POST /webhook/test (mock mode only)

Triggers the provisioning workflow directly without a real Event Grid event. Only available when VENDING_MOCK_MODE=true.

Request body

{
  "subscription_id": "00000000-0000-0000-0000-000000000001",
  "subscription_name": "my-test-subscription",
  "management_group_id": "ITL-Development",
  "dry_run": false
}
Field Type Required Default Description
subscription_id string Yes Subscription ID to provision
subscription_name string No mock-subscription Display name
management_group_id string No "" Target management group (overridden by subscription tags)
dry_run boolean No false When true, log what would happen without making any Azure calls or outbound HTTP requests

Response 200 OK

{
  "status": "ok",
  "message": "...",
  "subscription_id": "00000000-0000-0000-0000-000000000001"
}

status is "error" if the provisioning workflow returned any errors. When dry_run was true, all Azure mutations are skipped and only log output is produced.


Configuration

GET /config

Returns the active service configuration with all secret fields redacted. Useful for verifying which settings are active without exposing credentials.

The fields azure_client_secret, worker_secret, and event_grid_sas_key are replaced with "***" when non-empty.

Response 200 OK

{
  "azure_tenant_id": "00000000-0000-0000-0000-000000000001",
  "azure_client_id": "my-client-id",
  "azure_client_secret": "***",
  "retry_strategy": "queue",
  "provisioning_queue_name": "vending-jobs",
  "provisioning_dlq_name": "vending-jobs-dlq",
  "worker_secret": "***",
  "event_grid_sas_key": "***",
  "mock_mode": false
}

Jobs API

The /jobs/* endpoints provide visibility into the Azure Storage Queue used by the queue retry strategy. They are always registered but are most useful when VENDING_RETRY_STRATEGY=queue.

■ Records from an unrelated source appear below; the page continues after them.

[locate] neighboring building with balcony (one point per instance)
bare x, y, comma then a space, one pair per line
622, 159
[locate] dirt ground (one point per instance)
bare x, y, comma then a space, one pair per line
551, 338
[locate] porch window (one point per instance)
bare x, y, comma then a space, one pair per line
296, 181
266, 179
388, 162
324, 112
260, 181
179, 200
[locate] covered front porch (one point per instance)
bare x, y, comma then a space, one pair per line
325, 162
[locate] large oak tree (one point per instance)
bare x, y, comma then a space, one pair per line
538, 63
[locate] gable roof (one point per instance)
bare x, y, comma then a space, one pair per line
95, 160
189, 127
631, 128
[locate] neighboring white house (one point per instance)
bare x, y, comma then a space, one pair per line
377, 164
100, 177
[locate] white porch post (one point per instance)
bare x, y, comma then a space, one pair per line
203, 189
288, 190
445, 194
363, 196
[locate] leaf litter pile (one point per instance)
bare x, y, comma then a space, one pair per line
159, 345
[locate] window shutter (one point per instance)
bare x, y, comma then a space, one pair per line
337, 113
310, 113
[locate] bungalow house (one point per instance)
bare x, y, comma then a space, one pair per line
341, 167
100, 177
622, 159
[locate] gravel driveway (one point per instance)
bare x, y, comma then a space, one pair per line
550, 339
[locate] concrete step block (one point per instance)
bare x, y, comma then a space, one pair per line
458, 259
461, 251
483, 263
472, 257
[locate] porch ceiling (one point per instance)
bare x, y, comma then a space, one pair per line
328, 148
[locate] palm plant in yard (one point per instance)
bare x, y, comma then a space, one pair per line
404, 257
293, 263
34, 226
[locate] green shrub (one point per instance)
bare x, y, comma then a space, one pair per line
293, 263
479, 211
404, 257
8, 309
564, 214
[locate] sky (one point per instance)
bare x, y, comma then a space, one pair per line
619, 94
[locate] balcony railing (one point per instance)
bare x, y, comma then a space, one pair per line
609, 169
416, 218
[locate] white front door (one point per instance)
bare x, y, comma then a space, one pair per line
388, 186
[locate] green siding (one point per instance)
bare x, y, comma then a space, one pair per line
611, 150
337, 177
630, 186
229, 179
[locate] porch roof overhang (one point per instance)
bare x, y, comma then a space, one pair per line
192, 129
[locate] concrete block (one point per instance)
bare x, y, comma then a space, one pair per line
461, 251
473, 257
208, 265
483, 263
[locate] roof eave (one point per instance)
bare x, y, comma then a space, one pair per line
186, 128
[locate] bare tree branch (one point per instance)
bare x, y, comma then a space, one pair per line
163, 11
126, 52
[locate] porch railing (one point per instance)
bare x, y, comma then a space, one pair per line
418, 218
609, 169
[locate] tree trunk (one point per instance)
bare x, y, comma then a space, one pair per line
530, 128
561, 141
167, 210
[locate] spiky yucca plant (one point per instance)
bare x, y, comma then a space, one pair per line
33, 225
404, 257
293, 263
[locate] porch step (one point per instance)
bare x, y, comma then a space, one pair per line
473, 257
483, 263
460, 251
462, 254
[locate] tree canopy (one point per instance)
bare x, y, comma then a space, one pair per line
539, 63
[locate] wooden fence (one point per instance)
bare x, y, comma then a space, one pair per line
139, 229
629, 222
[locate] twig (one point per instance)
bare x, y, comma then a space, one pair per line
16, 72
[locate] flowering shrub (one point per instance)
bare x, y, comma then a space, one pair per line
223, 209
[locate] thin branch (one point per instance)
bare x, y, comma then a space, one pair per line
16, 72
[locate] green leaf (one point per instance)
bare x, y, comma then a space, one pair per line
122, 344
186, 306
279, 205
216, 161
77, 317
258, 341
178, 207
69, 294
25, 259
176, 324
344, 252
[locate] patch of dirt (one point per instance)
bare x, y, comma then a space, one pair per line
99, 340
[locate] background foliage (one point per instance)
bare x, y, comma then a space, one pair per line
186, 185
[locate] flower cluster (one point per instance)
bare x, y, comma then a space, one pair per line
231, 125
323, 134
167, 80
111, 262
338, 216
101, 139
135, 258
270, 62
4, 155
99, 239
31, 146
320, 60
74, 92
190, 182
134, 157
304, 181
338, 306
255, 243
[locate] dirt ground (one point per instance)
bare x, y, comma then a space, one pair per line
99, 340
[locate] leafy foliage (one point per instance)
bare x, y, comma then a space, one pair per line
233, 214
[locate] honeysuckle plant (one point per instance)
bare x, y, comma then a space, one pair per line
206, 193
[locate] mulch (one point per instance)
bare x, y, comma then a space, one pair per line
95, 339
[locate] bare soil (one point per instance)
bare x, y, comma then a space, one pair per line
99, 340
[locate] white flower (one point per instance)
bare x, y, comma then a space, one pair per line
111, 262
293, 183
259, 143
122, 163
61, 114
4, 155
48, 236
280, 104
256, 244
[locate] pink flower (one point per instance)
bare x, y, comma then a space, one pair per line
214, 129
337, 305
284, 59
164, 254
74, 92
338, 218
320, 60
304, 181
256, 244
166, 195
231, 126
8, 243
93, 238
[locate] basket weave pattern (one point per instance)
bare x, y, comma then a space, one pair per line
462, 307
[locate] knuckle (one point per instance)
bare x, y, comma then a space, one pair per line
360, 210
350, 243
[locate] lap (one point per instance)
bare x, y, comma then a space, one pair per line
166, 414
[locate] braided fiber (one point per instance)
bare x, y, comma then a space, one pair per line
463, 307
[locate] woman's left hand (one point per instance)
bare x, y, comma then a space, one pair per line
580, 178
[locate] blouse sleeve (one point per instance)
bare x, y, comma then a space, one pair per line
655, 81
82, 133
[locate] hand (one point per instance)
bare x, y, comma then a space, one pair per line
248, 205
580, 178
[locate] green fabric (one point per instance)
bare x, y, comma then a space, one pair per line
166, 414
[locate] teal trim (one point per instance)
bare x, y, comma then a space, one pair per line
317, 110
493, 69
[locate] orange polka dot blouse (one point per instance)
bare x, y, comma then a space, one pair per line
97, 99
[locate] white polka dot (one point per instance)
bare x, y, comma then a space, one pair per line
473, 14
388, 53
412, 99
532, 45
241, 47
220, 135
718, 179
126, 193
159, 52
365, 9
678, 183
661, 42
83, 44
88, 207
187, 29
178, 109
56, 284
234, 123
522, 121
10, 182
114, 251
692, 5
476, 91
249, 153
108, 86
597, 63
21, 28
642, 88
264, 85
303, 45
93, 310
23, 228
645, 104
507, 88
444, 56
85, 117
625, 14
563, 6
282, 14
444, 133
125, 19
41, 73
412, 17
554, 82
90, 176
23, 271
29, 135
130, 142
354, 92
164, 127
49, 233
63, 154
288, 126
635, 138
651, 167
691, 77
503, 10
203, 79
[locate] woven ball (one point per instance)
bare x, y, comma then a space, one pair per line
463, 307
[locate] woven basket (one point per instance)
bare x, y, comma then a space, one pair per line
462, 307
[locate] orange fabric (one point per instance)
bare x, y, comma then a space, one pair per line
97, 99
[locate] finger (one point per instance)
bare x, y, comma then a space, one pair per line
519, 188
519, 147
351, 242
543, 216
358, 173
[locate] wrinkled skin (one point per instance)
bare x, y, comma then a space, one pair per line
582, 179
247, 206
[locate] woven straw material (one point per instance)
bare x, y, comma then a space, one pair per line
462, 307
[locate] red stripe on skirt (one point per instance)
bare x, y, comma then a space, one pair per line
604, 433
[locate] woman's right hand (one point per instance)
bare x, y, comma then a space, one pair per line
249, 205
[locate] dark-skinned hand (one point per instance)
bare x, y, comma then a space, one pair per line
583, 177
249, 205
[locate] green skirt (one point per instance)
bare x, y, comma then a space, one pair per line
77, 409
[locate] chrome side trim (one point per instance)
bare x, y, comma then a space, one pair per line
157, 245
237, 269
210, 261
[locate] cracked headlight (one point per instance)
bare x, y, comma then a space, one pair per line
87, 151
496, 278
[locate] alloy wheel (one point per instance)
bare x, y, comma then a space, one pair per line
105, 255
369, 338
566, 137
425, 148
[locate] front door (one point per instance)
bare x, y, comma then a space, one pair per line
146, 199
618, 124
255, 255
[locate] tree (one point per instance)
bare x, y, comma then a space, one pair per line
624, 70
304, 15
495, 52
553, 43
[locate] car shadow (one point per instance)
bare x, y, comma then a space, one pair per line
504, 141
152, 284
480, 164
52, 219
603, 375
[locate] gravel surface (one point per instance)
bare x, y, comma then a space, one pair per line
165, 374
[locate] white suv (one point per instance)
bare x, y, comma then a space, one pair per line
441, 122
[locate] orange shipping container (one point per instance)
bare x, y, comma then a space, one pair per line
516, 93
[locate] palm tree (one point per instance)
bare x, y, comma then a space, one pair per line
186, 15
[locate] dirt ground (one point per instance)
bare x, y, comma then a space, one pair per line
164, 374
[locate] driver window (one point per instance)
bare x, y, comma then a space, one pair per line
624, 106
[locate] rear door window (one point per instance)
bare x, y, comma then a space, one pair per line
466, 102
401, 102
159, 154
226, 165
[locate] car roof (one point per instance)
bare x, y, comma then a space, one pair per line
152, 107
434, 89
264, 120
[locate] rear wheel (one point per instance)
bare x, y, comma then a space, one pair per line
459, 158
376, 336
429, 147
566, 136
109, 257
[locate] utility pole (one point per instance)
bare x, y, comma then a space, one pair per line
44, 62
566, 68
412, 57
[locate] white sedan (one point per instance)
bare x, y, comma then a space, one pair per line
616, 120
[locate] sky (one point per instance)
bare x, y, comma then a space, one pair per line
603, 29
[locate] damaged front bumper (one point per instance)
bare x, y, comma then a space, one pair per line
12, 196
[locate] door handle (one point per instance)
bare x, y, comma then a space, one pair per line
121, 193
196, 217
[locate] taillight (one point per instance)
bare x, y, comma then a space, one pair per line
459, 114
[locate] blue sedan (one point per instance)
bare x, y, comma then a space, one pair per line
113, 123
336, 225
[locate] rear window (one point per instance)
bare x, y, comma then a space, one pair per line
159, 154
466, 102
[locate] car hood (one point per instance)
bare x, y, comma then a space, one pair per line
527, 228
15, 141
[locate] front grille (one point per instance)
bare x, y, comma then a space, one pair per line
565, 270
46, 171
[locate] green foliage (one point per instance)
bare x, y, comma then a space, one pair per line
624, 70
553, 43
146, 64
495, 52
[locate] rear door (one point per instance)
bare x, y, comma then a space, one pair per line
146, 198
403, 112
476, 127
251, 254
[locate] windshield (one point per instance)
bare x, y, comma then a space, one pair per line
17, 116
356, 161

All /jobs/* endpoints connect to Azure Storage using the same credentials as the main service (VENDING_STORAGE_CONNECTION_STRING or DefaultAzureCredential + VENDING_STORAGE_ACCOUNT_NAME).


GET /jobs/stats

Returns approximate message counts for both the provisioning queue and the dead-letter queue.

Response 200 OK

{
  "provisioning": {
    "queue": "vending-jobs",
    "approximate_message_count": 3
  },
  "dead_letter": {
    "queue": "vending-jobs-dlq",
    "approximate_message_count": 1
  }
}

If a queue cannot be reached, the response includes "error": "<message>" in place of approximate_message_count.


GET /jobs/list

Peeks the top N messages in the provisioning queue without removing them.

Query parameters

Parameter Default Description
count 5 Number of messages to peek (1–32)

Response 200 OK

{
  "queue": "vending-jobs",
  "count": 1,
  "messages": [
    {
      "job_id": "abc123",
      "subscription_id": "00000000-0000-0000-0000-000000000001",
      "subscription_name": "my-subscription",
      "management_group_id": "ITL-Development",
      "attempt": 1
    }
  ]
}

GET /jobs/dlq

Peeks the top N messages in the dead-letter queue. Response shape is identical to /jobs/list.

Query parameters

Parameter Default Description
count 5 Number of messages to peek

DELETE /jobs/dlq

Clears all messages from the dead-letter queue. This is a destructive, irreversible operation.

Response 200 OK

{"queue": "vending-jobs-dlq", "deleted": 3}

POST /jobs/enqueue

Enqueues a provisioning job directly to the provisioning queue, bypassing the Event Grid webhook. Useful for manual re-queuing or testing without a real Event Grid event.

Response 202 Accepted

Request body

{
  "subscription_id": "00000000-0000-0000-0000-000000000001",
  "subscription_name": "my-subscription",
  "management_group_id": "ITL-Development",
  "job_id": "",
  "attempt": 1
}
Field Type Required Default Description
subscription_id string Yes Azure subscription ID
subscription_name string Yes Display name
management_group_id string No "" Target management group
job_id string No auto Custom job ID; a UUID is generated when empty
attempt integer No 1 Attempt counter (informational)

Response 202 Accepted

{
  "job_id": "abc123",
  "message_id": "d3b07384-d113-4ec6-b7b7-d85b72a2f51b",
  "queue": "vending-jobs"
}

GET /jobs/{job_id}

Looks up a specific job by ID, peeking across both the provisioning queue and the dead-letter queue (up to 32 messages each).

Response 200 OK — found

{
  "found": true,
  "queue": "vending-jobs",
  "job": {
    "job_id": "abc123",
    "subscription_id": "00000000-0000-0000-0000-000000000001",
    "subscription_name": "my-subscription",
    "management_group_id": "ITL-Development",
    "attempt": 1
  }
}

Response 200 OK — not found

{"found": false, "queue": null, "job": null}

OpenAPI / Swagger UI

When the service is running locally, open the following URLs in your browser:

URL Description
http://localhost:8000/docs Swagger UI (interactive)
http://localhost:8000/redoc ReDoc (read-only)
http://localhost:8000/openapi.json Raw OpenAPI 3.0 schema